No, that’s not how warrantee expiration works

Post Syndicated from Robert Graham original

The NYPost Hunter Biden story has triggered a lot of sleuths obsessing on technical details trying to prove it’s a hoax. So far, these claims are wrong. The story is certainly bad journalism aiming to misinform readers, but it has not yet been shown to be a hoax.

In this post, we look at claim the timelines don’t match up with the manufacturing dates of the drives. Sleuths claim to prove the drives were manufactured after the events in question, based on serial numbers.

What this post will show is that the theory is wrong. Manufacturers pad warrantee periods. Thus, you can’t assume a date of manufacture based upon the end of a warrantee period.

The story starts with Hunter Biden (or associates) dropping off a laptop at a repair shop because of water damage. The repair shop made a copy of the laptop’s hard drive, stored on an external drive. Later, the FBI swooped in and confiscated both the laptop and that external drive.

The serial numbers of both devices are listed in the subpoena published by the NYPost:

You can enter these serial numbers in the support pages at Apple (FVFXC2MMHV29) and Western Digital (WX21A19ATFF3) to discover precisely what hardware this is, and when the warrantee periods expire — and presumably, when they started.

In the case of that external drive, the 3-year warrantee expires May 17, 2022 — meaning the drive was manufactured on May 17, 2019 (or so they claim). This is a full month after the claimed date of April 12, 2019, when the laptop was dropped off at the repair shop.

There are lots of explanations for this. One of which is that the drive subpoenaed by the government (on Dec 9, 2019) was a copy of the original drive.

But a simpler explanation is this: warrant periods are padded by the manufacturer by several months. In other words, if the warrantee ends May 17, it means the drive was probably manufactured in February.

I can prove this. Coincidentally, I purchased a Western Digital drive a few days ago.

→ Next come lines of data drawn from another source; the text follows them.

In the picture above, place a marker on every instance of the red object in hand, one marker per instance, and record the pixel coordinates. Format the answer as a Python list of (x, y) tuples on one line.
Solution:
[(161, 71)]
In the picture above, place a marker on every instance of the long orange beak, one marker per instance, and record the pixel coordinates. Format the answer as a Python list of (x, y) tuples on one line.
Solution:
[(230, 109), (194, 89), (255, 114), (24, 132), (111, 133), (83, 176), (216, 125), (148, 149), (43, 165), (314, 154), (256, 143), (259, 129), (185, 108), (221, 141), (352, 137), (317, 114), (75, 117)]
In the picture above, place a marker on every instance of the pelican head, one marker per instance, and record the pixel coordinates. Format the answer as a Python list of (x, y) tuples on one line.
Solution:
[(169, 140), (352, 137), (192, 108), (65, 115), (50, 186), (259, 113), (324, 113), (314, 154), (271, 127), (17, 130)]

If we used the same logic as above to work backward from warrantee expiration, then it means the drive was manufactured 7 days in the future.

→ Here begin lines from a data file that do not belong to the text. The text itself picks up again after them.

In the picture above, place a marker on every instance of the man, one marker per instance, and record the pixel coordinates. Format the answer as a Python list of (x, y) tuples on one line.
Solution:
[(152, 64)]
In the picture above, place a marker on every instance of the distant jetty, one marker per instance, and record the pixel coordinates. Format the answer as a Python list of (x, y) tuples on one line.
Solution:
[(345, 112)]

Here is a screenshot from showing I purchased the drive Oct 12.

Here is a picture of the drive itself, from which you can read the serial number:

The Date of Manufacture (DOM) is printed right on the device as July 31, 2020.

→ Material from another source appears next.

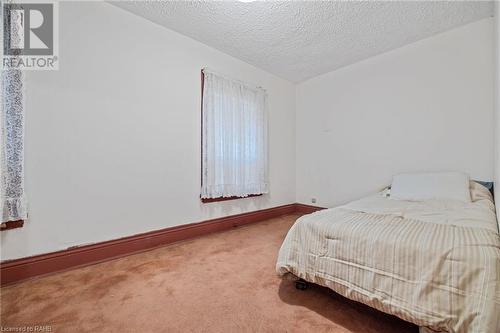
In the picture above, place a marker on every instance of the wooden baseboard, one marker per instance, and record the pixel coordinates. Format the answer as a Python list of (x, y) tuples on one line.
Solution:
[(21, 269)]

But let’s see what Western Digital reports as the end of warrantee period:

We can see that the warrantee ends on Oct 25, 2025. According to Amazon where I purchased the drive, the warrantee period is 5 years:

Thus, if we were to insist on working back from the expiration date precisely 5 years, then that means this drive was manufactured 7 days in the future. Today’s date is Oct 16, the warrantee starts Oct 23. 

The reality is that Western Digital has no idea when the drive arrives, and hence when I (as the consumer) expect the warrantee period to start. Thus, they pad the period by a few months to account for how long they expect the device to be in the sales channel, the period between manufacture and when they are likely to arrive at the customer. Computer devices rapidly depreciate so are unlikely to be in the channel more than a few months.

Thus, instead of proving the timeline wrong, the serial number and warrantee expiration shows the timeline right. This is exactly the sort of thing you’d expect if the repair shop recovered the files onto a new external drive.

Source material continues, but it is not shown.